Even in these more enlightened times, when LGBTQ+ people in the West usually have less need for such intense secrecy, codes retain a place in our culture. The Hays Code was a set of rules for American filmmaking which came into effect in the mid-1930s, with the aim, basically, of making cinema suitably moral for its genteel audiences. One of its terms was against the depiction of “perverse” topics, including bestiality, venereal diseases, interracial relationships, and homosexuality. Throughout the Hays Code era (abolished only in the late 1960s), filmmakers, unwilling to be stifled, developed methods of subverting its dogma without clashing with its censors. One of these became known as queer coding, in which codes and symbols, like those popular amongst the Victorians, were used to mark out a character as queer without being explicit about it. Some directors used this with sympathetic intentions: Nicholas Ray’s ‘Rebel Without a Cause’ (1955) and Billy Wilder’s ‘Some Like It Hot’ (1959) are commonly-cited instances. Recent examples of such villains include Disney villains like Scar, Ursula, and Jafar, Moriarty in ‘Sherlock’, and Grindelwald in ‘Fantastic Beasts’.
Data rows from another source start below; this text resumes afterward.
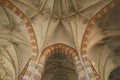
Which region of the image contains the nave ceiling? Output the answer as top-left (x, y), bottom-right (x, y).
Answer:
top-left (0, 0), bottom-right (120, 80)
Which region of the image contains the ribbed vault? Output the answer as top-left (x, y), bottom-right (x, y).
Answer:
top-left (0, 0), bottom-right (120, 80)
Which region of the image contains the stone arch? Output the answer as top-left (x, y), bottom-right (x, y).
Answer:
top-left (0, 0), bottom-right (38, 80)
top-left (81, 0), bottom-right (120, 77)
top-left (34, 43), bottom-right (86, 80)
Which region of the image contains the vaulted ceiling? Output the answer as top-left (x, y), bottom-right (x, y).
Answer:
top-left (0, 0), bottom-right (120, 80)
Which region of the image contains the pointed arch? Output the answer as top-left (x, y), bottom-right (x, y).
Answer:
top-left (34, 43), bottom-right (85, 80)
top-left (81, 0), bottom-right (120, 78)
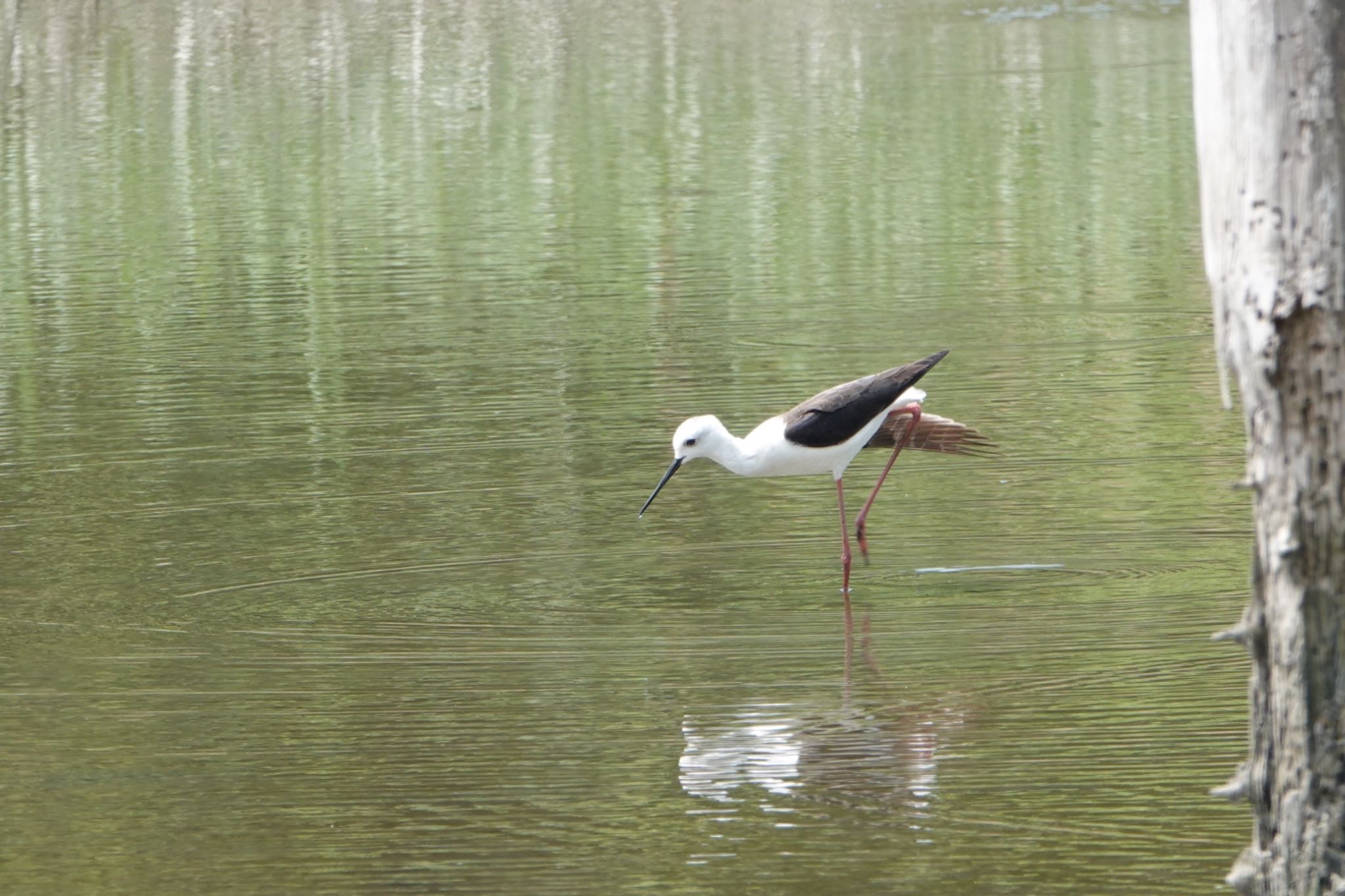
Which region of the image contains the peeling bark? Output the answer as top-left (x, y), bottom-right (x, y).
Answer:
top-left (1190, 0), bottom-right (1345, 895)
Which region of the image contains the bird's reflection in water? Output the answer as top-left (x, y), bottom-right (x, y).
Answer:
top-left (679, 612), bottom-right (965, 818)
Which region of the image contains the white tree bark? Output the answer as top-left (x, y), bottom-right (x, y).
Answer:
top-left (1190, 0), bottom-right (1345, 895)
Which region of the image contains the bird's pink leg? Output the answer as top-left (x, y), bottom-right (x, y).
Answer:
top-left (837, 479), bottom-right (850, 601)
top-left (854, 404), bottom-right (920, 560)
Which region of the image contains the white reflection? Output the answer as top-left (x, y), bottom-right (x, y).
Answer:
top-left (678, 708), bottom-right (802, 801)
top-left (678, 704), bottom-right (965, 818)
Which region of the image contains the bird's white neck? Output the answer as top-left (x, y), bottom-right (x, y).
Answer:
top-left (702, 423), bottom-right (756, 475)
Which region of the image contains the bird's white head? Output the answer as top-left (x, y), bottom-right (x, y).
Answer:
top-left (640, 414), bottom-right (733, 516)
top-left (672, 414), bottom-right (730, 462)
Derogatory queer-coding is not the only kind still in use, however. The more neutral or even relatively “positive” queer coding of the Hays Code era also persist. This, too, can be a problem, often decried as a way for filmmakers to draw in LGBTQ+ audiences without providing the explicit, affirming representation many argue is needed (“queer-baiting”), partly in order to avoid alienating homophobic viewers. A recent variation on this trend has been to quietly queer-code a character for several episodes before finally making their LGBTQ+ identity explicit, and then promptly killing them off, much discussed particularly after its occurrence in ‘The 100’ (2016).
And so we must consider the place of codes in the LGBTQ+ community today. There is a certain romance in the old flower symbolism (I like to wear a faux violet or green carnation as a sort of Pride flag for a bit of fun) and I’d be lying if I said I have never flirted through the medium of historical queer literature. But queer codes hearken back to days of secrecy and oppression, and the continual use of them in the media is not only a lazy refusal to promote understanding and acceptance of LGBTQ+ identities in ever-widening audiences, but can even actively foster bigoted perceptions and the very structures that necessitated the use of codes in the first place.